Ada cerita menarik saat pendirian Muhammadiyah di Jombang, hal ini dituturkan sekretaris PDM Jombang yang membidangi Majelis Pustaka Indonesia (MPI) Jombang, Hadi Nur Rochmat, atau yang sering di sapa Pak Nanang.
“Tiga serangkai pendiri sebelum mendirikan sering datang ke Surabaya ikut kajian kiai Mas Mansur di Peneleh. Karena membawa misi pembaharuan yang sebelumnya tida ada, mereka tertarik, kemudian meminta izin kepada Mas Mansur untuk mendirikan Muhammadiyah di Jombang,” ujarnya.
“Ide untuk memerangi Tahayyul, Bid’ah, dan Khurofat, ini menjadikan ketiganya semangat memperjuangkan dakwah Muhammadiyah. Dakwah memperbarui semangat dalam beragama Islam,” tambahnya.
Anehnya, dan menariknya di sini, ketiga serangkai tersebut malah meminta restu KH. Wahab Hasballah Tambak Beras dan Kiai Bisri Syansuri Den Anyar Jombang. Yang berlainan amaliah (furu’iyah) untuk mendirikan Muhammadiyah.
“Justru dari perbedaan itu, kiai tersebut setuju, kelompok dakwahnya bisa dibagi, NU berdakwah dikalangan masyarakat pedesaan, Muhammadiyah berdakwah dikalangan priyayi,” ujar Fathurrahman, anggota majelis Tarjih PWM, yang pernah mendapatkan cerita dari kiai Fauzan, dan kiai Fauzan mendapatkan cerita langsung Gus Rifai.
Setelah direstui, ketiga serangkai tersebut datang ke kiai Mas Mansur dan berdirilah Muhammadiyah 1924. Saat itu tujuan utama pendirian Muhammadiyah untuk menyebarkan ajaran agama Islam dan semangat pembaharuan, yang dalam kajiannya, sering mendatangkan kiai Mas Mansur ke Jombang.

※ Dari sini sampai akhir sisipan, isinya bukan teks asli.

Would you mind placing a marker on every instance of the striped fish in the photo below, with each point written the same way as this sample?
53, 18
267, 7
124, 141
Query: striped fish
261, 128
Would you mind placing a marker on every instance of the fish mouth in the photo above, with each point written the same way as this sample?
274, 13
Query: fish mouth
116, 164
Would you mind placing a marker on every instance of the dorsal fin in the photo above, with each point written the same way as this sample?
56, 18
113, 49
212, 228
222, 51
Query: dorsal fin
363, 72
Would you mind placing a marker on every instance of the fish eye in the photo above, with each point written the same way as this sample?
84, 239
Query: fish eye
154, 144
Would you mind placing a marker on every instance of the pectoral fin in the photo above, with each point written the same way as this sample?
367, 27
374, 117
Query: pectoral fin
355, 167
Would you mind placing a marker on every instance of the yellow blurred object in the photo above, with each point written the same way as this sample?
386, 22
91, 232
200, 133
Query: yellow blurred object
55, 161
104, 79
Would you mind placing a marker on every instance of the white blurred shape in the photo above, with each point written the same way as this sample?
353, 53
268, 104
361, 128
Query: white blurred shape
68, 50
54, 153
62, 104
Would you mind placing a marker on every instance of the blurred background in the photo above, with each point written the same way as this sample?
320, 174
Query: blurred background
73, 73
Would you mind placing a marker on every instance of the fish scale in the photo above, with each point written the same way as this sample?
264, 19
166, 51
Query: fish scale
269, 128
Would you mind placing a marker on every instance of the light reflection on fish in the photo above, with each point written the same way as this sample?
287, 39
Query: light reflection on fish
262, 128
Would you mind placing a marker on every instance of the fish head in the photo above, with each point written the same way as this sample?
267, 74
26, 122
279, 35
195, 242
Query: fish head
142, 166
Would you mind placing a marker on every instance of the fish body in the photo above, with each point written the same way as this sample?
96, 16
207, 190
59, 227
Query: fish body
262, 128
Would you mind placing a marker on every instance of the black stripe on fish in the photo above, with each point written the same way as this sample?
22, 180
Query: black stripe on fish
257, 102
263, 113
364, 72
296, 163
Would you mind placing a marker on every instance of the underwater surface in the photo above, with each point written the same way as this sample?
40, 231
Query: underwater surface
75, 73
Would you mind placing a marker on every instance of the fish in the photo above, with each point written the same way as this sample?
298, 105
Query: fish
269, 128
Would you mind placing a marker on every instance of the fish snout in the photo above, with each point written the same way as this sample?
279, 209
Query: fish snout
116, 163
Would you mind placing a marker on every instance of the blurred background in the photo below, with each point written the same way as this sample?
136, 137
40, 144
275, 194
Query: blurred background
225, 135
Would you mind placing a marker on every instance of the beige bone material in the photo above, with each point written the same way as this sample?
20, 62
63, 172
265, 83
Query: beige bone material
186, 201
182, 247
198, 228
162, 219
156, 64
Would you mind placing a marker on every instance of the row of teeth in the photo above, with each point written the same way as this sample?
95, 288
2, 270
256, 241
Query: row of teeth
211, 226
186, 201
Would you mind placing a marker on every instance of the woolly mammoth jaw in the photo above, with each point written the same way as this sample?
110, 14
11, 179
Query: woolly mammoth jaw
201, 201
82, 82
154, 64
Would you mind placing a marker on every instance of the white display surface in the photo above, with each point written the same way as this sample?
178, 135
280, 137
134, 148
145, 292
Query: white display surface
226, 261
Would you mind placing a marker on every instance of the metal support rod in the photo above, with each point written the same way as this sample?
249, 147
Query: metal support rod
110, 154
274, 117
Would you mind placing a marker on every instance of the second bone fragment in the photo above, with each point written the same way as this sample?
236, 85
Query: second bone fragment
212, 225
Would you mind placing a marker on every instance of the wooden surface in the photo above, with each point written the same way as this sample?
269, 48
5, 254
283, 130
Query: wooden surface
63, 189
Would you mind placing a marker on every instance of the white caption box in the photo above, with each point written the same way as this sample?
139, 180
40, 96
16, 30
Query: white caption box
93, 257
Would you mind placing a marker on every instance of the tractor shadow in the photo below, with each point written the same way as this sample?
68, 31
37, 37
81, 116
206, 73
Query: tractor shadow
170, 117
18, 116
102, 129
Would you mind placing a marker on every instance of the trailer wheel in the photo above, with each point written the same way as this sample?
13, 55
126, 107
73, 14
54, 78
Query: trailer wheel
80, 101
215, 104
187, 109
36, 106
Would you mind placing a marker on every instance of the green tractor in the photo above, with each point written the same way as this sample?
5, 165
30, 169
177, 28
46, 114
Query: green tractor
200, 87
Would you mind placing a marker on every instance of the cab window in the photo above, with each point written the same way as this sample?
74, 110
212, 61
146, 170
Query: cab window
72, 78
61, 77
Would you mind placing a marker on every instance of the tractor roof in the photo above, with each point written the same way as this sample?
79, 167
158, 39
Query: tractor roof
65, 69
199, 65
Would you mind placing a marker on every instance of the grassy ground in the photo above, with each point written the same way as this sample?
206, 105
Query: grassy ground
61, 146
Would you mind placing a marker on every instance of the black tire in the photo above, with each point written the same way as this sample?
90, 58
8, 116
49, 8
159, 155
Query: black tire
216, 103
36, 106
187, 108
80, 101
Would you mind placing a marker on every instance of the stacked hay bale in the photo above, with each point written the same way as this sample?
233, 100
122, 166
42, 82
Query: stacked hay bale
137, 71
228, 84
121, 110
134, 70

Hubungan Erat Muhammadiyah dan NU
Masih segar diingatan saat Gus Dur lengser dari tampuk presiden RI. Salah satu dampaknya sudah barang tentu panasnya hubungan NU dan Muhammadiyah, terlebih di Jawa Timur selaku kota kelahiran Nahadhatul Ulama.
“Setelah Gus Dur lengser, memang terjadi sedikit pergesekan antar warga NU dan Muhammadiyah di Jombang, namun tidak sampai memakan korban, ya adalahlah seperti tiba – tiba rumah milik warga Muhammadiyah ditulis apa gitu,” ujar Fathurrahman, yang juga sakdi sejarah saat peristiwa itu berlangsung.
Namun peristiwa panas ini tidak memakan waktu lama, segera setelahnya, pimpinan NU, Muhammadiyah, dan masyarakat Jombang bertemu untuk membincang hal demikian.
“Setelah peristiwa tersebut, pimpinan Muhammadiyah Jombang, Pimpinan NU, masyarakat China, bertemu di rumah Kiai Muhid Jailani, kemudian membuat wadah Forum Komunikasi Masyarakat Jombang, kemudian semakin eratlah semua,” tambahnya.
Sebelum peristiwa di atas, hubungan NU dan Muhammadiyah sudah erat, itu terbukti saat Muhammadiyah mengadakan Pekan Olahraga Nasional Hizbul Wathan (PON HW) 1998 di Jombang,
“Dulu ada lomba lari, startnya di Gedung Dakwah Muhammadiyah, finishnya di Tebu Ireng Jombang, dan semua memeriakan, bahkan, kiai Wahid Hasyim, pakleknya Gus Dur, Ikut menyambut dan mempersilakan kalau Muhammadiyah ada kegiatan di adakan di Tebu Ireng,” ungkapnya.
Hingga kini Islam di Jombang selalu unik, NU dan Muhammadiyah selalu adem ayem dan saling bersinergi untuk membangun Jombang yang lebih berkarakter.